In the recent years, there have been two main approaches to examining underwater work.
In the first technique, technicians descend into the water to interact with the base station
and directly control the machinery. With the second way, the technician can literally be
found on the water's surface to operate the machinery. These methods are not practical,
though, as they put a man's life in more jeopardy. Also, the control systems that are accessible to investigators are not clever enough. There are many different forms of diving equipment, such as breathing apparatus and robots for the underwater task, to help allay the
aforementioned worries. With the help of this diving gear, it is now possible to complete
tasks underwater more quickly and safely. Yet, there are some restrictions placed on
humans by the ocean's environmental factors.
The unmanned underwater vehicle (UUV) technique has been developed as a result to
address the benefits and drawbacks of carrying out modern tasks. It also makes life easier
for people because it has a variety of on-board sensors for tracking maritime ambient condition. Both remotely operated vehicles (ROVs) and autonomous underwater vehicles
(AUVs), also known as UUVs or unmanned free-swimming submersibles (UFSS), fall into
these two categories. When someone managing and controlling the vehicle works in a
shipyard, the earlier is more helpful. Because of its autonomous conduct, independence,
and capacity for swift judgment, the latter is more practical than the former. It is significant
to note that a UFSS does not respond to the control system as well as is necessary.

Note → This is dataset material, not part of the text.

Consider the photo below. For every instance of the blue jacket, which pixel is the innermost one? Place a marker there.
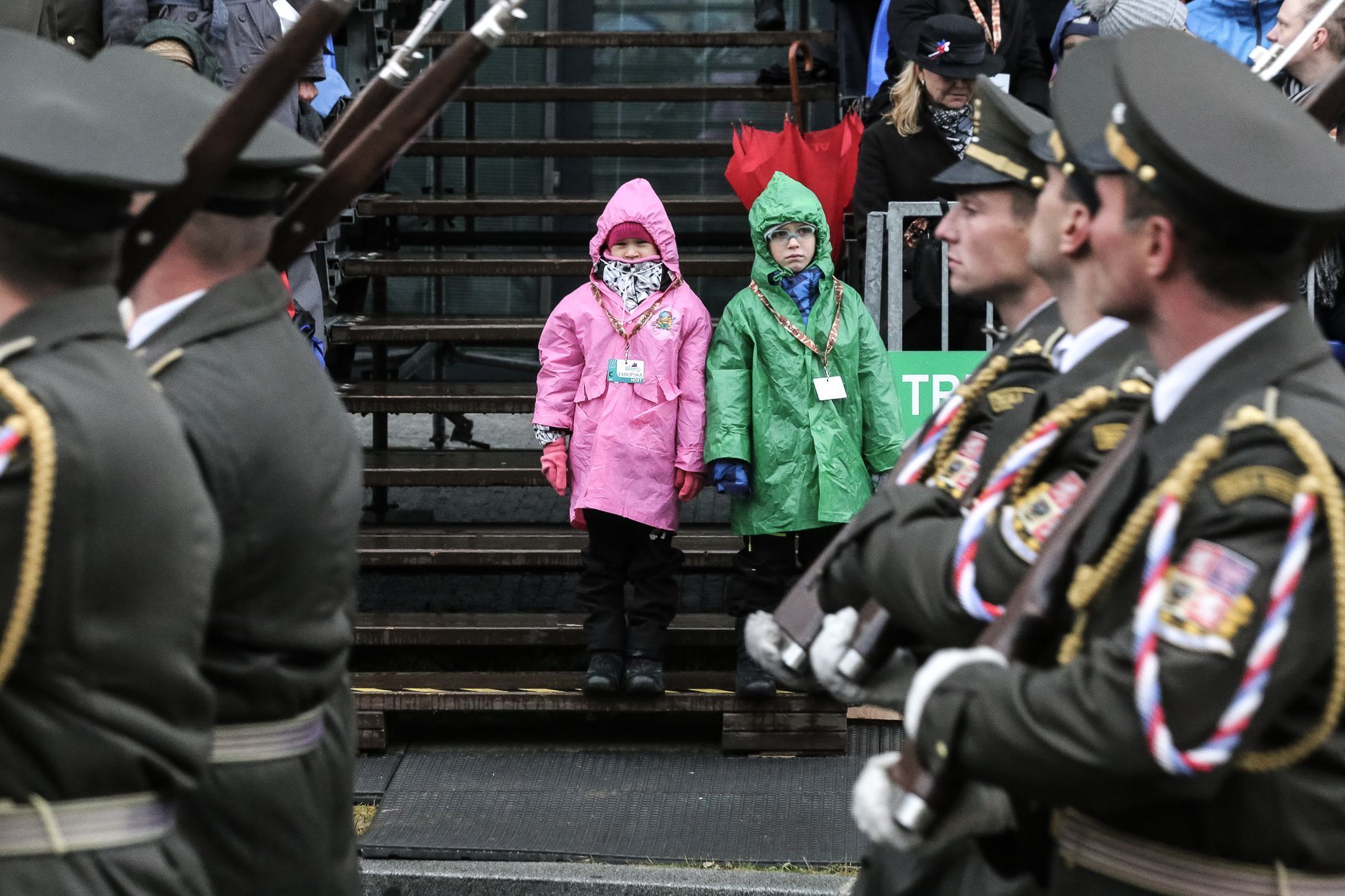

Similar to this, its underwater reaction (such as disturbance and noise) is not optimum. As a
result, basic controllers have been developed to enhance a UFSS's reaction to hydrodynamic disturbances. Heading and pitch control systems are used to steer an unmanned
free-swimming underwater vehicle. Controlling the UFSS vehicle by regulating the heading
and pitch control systems and meeting the requisite performance parameters is a complex
engineering task.
The management structure of the AUV has a significant impact on its efficacy. Controllers
examine the optimal response from the system. Lead-compensator, proportional-integral-derivative (PID), and linear quadratic regulator are common examples of these controllers.
To meet the special temporal requirements of the desired system, a particular control mechanism is also used. Moreover, a certain situation's dynamic response is also regulated. The
methods for controlling UUVs have already been the subject of a great deal of research. It
is still being improved to make it smarter though.
Although PID is the most used controller, several people have also used LQR to control the
AUV. It demands precise mathematics of AUV for tuning Q and R parameters due to the
sophisticated modeling of LQR. Weights on the state are defined by the Q matrix, and
weights on the control input are defined by the R matrix. Also designed are intelligent controllers like neural networks and fuzzy logic. They have the benefit of not explicitly requiring
mathematical modeling in terms of physics rules.
They also produce a relatively high precision. These controllers must nevertheless manage
intricate systems, which raises questions about computational complexity. Hierarchies are
typically used to address these complexity difficulties. Yet, as input and disturbances alter,
these hierarchies grow even more complex.